Wednesday musings, 11/25/15


I recently finished “The Willpower Instinct,” by Kelly McGonigal. Willpower is an interesting concept, one which many people struggle with. Some key takeaways for people looking to improve willpower include:
Multi-tasking decreases impulse control. (Texting while standing inline at the cafe, for instance, might lead to ordering a burger instead of a salad).
People with high degrees of heart rate variability also have high amounts of willpower reserve. Heart rate naturally increases slightly when you inhale and slows when you exhale. If your heart rate is “stuck” at a constantly elevated rate, this indicates you have less variability in your heart rate and correlates with less willpower.
Exercise (even in small doses) improves willpower. 

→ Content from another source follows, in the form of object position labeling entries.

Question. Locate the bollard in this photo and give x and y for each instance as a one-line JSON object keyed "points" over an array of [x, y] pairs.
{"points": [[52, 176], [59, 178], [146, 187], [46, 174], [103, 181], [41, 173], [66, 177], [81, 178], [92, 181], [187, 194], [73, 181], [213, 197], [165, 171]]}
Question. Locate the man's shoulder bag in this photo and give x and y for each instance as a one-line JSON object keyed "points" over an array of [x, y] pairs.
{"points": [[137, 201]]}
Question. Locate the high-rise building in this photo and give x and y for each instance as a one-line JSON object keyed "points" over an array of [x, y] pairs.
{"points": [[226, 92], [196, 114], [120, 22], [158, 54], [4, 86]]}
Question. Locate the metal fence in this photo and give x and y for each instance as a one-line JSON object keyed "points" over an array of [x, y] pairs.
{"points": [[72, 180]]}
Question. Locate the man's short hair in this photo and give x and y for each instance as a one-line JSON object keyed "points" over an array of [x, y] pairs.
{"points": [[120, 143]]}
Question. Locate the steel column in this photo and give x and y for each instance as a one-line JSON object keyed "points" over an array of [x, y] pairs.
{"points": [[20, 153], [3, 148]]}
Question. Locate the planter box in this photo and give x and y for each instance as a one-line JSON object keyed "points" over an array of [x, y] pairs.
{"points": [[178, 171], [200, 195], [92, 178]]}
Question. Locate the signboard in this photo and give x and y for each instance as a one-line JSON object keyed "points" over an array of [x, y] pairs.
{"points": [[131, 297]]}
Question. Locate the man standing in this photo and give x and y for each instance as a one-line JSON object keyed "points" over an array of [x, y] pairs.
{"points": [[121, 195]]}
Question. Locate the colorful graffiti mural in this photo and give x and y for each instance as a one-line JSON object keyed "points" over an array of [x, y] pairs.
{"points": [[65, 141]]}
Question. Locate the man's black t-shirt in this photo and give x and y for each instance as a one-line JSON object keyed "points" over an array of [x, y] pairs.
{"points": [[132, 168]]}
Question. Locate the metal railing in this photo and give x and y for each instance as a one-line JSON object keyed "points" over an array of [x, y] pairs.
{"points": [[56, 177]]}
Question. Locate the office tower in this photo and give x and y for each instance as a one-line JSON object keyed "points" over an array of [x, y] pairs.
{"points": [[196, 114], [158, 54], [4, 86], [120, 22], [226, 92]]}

Willpower is highest in the morning. If you are looking to make a lifestyle change, instead of making a blanket statement, (“I will cut out all sugars from my life and will never eat another piece of bread again”), maybe reframe your thought process to “I will eat only low sugar foods before 10AM.” 
There is something called a halo effect than can cause us to rationalize giving in to temptation after we have behaved in a way we deem virtuous. People that begin an exercise program, for instance, also eat more to compensate for the calorie deficit. Similarly, when people on a diet order things like a salad, they are more likely to also order high calorie drinks. We reward ourselves for being “good.”
Many of these things can be improved by becoming self aware. Meditation techniques such as open monitoring and focused attention can improve our sense of self. Mindfulness training has been shown to be effective at improving willpower. (Observe that you are about to eat a cookie. This requires not multi-tasking and paying attention to what you are about to do. If you are trying to cut down on desserts, wait 10 minutes before eating the cookie and observe if you still want the cookie). There is also a website, www.futureme.org, where you can write a letter to your future self and have it e-mailed to you on a date you select. Research shows imagining your future self and talking to your future self about the things you hope to accomplish results in higher degrees of willpower today.